Rolling off “The Theory of Everything,” James Marsh (“Man on a Wire”) is now officially attached to direct a film based on another singular British personality, fated amateur yachtsman Donald Crowhurst. Colin Firth stars in the story of Crowhurst’s desperate attempt to win the first round of the Golden Globe Yacht Race in 1968.
Euro film-TV group Studiocanal, Blueprint Pictures and BBC Films produce from a project developed by Christine Langan for BBC Films and Studiocanal, which will finance the untitled drama
Studiocanal will sell the project at the European Film Market.
Pete Czernin, Graham Broadbent and pic’s screenwriter Scott Z. Burns produce, alongside Nicolas Mauvernay and Jacques Perrin of Galatee. Studiocanal will distribute in the five territories where it operates direct distribution operations: the U.K., France, Germany, Australia and New Zealand.

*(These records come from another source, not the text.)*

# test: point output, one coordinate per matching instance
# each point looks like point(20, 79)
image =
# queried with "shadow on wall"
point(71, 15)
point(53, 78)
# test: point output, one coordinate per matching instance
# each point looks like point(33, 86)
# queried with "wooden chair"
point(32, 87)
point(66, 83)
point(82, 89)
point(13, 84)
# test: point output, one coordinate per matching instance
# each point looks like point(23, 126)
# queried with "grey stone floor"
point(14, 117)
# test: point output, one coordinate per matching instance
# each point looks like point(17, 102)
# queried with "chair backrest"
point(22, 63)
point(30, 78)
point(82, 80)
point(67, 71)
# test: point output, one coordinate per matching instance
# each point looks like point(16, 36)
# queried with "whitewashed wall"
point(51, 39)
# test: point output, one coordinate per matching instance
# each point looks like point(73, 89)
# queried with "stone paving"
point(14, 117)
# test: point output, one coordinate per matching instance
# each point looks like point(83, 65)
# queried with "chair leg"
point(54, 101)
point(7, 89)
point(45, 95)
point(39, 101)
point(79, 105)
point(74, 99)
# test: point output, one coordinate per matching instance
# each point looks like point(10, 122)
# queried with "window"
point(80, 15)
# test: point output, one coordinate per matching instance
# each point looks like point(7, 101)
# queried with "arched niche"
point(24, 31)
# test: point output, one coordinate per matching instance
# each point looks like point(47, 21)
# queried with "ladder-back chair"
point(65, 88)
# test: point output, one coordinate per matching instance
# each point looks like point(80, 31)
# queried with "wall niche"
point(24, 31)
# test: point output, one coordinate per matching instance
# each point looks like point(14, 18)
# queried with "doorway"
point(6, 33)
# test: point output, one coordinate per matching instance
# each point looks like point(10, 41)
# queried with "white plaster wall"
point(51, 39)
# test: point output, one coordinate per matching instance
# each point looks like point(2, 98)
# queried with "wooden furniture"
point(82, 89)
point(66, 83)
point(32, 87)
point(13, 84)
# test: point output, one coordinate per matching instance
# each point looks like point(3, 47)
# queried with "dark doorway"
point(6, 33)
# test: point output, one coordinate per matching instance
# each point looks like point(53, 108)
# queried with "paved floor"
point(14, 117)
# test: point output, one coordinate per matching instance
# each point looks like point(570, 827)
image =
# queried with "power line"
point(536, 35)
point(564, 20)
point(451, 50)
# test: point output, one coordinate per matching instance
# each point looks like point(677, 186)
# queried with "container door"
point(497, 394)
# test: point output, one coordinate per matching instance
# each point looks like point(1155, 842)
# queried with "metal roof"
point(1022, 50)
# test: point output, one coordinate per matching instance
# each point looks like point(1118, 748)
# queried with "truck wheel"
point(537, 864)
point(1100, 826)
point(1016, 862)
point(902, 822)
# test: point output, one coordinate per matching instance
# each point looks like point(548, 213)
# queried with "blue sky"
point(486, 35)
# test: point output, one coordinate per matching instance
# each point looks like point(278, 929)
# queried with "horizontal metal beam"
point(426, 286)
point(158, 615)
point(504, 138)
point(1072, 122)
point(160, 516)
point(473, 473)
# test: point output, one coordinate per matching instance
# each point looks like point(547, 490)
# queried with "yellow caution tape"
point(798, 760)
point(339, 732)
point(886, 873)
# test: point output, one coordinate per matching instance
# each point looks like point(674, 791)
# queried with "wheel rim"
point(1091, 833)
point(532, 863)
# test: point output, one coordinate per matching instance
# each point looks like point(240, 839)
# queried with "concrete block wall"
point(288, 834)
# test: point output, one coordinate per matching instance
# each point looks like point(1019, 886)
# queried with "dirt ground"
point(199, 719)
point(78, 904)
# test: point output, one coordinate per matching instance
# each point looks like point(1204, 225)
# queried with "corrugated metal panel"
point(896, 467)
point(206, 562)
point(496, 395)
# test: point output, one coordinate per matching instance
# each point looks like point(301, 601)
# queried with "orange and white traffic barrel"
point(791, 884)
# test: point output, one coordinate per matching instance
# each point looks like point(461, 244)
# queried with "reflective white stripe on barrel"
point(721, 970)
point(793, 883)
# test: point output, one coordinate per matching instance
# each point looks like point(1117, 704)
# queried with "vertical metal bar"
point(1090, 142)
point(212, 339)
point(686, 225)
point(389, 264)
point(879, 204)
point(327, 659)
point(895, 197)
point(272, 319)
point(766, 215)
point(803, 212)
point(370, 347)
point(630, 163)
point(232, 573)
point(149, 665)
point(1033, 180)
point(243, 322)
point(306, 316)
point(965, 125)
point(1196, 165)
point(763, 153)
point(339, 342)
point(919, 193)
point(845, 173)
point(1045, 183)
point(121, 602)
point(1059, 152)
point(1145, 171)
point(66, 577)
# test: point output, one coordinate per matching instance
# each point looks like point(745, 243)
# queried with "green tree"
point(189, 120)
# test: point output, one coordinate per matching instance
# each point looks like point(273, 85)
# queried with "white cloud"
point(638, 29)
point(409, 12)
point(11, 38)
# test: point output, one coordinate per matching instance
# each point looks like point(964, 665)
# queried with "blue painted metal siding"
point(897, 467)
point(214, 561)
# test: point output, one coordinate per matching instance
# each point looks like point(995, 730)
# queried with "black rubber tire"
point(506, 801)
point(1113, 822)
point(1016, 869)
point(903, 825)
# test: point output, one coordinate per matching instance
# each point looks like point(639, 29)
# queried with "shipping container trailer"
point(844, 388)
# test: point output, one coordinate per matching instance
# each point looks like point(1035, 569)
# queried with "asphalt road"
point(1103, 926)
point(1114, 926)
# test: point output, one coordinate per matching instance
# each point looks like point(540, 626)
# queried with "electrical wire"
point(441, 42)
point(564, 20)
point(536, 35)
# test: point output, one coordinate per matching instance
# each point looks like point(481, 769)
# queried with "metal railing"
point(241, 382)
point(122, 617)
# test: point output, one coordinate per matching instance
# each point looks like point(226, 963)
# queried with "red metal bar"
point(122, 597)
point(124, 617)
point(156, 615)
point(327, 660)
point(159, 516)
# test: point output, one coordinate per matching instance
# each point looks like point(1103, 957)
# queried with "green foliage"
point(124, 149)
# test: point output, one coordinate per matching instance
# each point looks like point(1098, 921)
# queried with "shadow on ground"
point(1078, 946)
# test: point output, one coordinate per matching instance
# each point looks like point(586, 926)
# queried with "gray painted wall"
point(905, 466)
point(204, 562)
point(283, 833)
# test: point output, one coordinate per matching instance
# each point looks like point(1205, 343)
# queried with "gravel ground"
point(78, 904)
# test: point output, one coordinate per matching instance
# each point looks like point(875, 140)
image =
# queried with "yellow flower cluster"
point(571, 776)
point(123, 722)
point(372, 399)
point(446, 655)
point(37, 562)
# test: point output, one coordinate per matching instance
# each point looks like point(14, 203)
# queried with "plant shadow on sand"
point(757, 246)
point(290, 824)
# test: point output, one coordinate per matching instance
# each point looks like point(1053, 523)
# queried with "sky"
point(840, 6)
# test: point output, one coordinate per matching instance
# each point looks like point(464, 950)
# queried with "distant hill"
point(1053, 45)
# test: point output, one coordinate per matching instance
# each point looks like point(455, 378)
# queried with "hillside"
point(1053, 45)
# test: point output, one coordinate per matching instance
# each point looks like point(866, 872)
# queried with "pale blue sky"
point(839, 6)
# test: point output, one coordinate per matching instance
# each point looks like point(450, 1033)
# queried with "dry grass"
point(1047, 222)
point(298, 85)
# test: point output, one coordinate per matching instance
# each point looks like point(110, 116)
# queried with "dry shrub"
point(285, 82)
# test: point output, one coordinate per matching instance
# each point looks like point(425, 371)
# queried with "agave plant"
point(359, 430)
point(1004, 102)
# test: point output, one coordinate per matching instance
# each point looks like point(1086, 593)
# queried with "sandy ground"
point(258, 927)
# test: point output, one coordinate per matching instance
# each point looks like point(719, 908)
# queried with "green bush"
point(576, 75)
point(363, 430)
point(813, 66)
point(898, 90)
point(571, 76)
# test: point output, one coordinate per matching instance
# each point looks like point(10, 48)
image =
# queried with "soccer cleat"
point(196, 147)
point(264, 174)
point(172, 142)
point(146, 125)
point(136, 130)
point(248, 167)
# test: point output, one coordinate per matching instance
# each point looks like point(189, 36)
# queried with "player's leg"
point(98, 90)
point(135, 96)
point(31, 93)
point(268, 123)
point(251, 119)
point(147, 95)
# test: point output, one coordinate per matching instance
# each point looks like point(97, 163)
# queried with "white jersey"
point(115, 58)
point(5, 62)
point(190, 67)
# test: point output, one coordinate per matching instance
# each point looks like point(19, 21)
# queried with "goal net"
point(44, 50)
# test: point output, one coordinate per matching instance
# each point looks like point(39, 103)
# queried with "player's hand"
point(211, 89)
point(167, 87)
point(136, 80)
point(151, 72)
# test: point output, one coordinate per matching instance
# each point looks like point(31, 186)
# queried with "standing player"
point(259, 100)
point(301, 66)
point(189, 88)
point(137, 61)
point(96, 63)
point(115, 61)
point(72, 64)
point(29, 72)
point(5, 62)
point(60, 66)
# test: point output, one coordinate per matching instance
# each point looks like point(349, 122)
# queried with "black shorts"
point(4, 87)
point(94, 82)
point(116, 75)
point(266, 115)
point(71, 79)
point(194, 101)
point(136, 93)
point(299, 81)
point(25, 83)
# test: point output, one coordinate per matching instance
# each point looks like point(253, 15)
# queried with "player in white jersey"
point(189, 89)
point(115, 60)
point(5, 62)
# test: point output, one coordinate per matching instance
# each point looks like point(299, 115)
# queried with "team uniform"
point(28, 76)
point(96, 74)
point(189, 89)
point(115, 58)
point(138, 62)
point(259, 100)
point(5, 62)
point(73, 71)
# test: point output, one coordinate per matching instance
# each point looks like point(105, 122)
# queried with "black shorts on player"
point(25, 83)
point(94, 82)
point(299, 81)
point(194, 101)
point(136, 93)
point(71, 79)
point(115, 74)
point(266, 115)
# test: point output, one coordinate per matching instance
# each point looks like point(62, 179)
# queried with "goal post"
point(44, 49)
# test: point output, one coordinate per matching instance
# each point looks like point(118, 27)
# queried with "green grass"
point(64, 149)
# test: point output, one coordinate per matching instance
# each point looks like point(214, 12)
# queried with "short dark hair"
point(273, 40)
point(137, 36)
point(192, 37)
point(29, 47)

It is not hard to appreciate Marsh’s attraction to Donald Crowhurst’s extraordinary story. Like Philippe Petit, whose walk between the twin towers of the World Trade Center was recounted in “Man on a Wire,” which won Marsh an Academy Award for best documentary, Crowhurst faced a hugely daunting task, entering the Sunday Times Golden Globe Yacht Race, where sailors competed in round-the-world nonstop single-handed sail, despite never having sailed in a trimaran until several weeks before the race. Unlike Petit or Stephen Hawking in “The Theory of Everything,” Crowhurst faced overwhelming odds, and failed, but in a manner that remained engraved on the collective British psyche.